Frau Gao ist eine Managerin mit hoher technischer Kompetenz, deren Leistung im Unternehmen viel Anerkennung gefunden hat. Derzeit strebt sie die Weiterentwicklung ihrer Karriere an, konkret eine Beförderung in die Geschäftsführung einer Business-Unit. Von Vorgesetzten wird sie gefördert, allerdings findet sie wenig Zuspruch von Kollegen. Auch im eigenen Team gibt es kritische Stimmen zu ihrem Führungsstil, da sie undurchschaubar, unberechenbar, für fremde Meinungen verschlossen und wenig kooperationsbereit ist. Die deutsche HR-Mitarbeiterin, die den Coaching-Auftrag erteilt hat, sagt, Frau Gao sei „halt sehr chinesisch in ihrem Verhalten“. D.h., ihr Führungsstil sei sehr hierarchisch, ihr großes Augenmerk liege auf einer guten Kommunikation mit übergeordneten Stellen – ganz im Gegenteil zur Kommunikation mit ihren eigenen Mitarbeitern, da wende sie einen sehr „bewertenden“ Stil an und sei manchmal überkritisch und auf persönlicher Ebene fast beleidigend. Deklariertes Ziel des Coachings ist es, Frau Gao bei der Reflexion ihres eigenen Verhaltens und der Entwicklung eines kooperativeren Führungsverständnisses zu unterstützen.

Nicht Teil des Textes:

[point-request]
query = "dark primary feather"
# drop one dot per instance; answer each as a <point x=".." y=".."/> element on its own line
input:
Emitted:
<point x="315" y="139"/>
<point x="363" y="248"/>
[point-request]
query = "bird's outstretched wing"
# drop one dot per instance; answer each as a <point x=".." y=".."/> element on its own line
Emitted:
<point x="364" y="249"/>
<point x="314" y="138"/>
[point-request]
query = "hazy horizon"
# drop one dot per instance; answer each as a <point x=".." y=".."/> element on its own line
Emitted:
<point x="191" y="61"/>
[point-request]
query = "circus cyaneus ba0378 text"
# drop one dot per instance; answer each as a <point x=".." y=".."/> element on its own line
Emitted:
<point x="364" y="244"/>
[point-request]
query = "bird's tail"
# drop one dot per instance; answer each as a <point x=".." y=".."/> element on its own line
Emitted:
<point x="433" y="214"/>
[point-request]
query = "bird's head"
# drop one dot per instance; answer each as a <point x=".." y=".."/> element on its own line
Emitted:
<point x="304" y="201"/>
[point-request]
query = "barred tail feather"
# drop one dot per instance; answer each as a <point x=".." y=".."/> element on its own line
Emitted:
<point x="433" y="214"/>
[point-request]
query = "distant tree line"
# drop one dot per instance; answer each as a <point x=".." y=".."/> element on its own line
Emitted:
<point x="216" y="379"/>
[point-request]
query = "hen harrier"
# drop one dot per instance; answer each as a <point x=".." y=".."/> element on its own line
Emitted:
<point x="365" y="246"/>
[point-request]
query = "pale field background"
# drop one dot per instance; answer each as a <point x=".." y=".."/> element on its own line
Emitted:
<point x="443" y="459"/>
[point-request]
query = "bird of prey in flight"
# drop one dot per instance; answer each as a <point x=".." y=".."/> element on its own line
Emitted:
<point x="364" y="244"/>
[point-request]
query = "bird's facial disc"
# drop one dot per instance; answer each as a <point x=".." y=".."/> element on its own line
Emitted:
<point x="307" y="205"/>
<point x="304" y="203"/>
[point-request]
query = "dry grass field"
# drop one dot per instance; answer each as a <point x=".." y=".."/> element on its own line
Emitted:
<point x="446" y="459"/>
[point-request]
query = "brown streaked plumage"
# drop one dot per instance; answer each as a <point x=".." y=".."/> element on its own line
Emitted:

Denn über die beklagten Punkte können die Mentoren nicht weiter hinwegsehen. Ihr Verhalten muss sich ändern, andernfalls wird man sie nicht für eine Beförderung berücksichtigen. Im Gegenteil, wenn sich bei ihr nichts ändert, muss man ernsthaft darüber nachdenken, ob man sie von der Teamleitung entbindet, was in Anbetracht ihrer fachlichen Kompetenz eine schwerwiegende Entscheidung wäre. Hohe fachliche Kompetenz, gleichzeitig nicht ganz optimal ausgeprägte soziale Kompetenz, dazu noch persönliche Eigenschaften, die von anderen als schwierig angesehen werden. Undurchschaubarkeit, problematische Kommunikation. Diese Coaching-Themen sind bei chinesischen Führungskräften oft anzutreffen – nicht ohne Grund.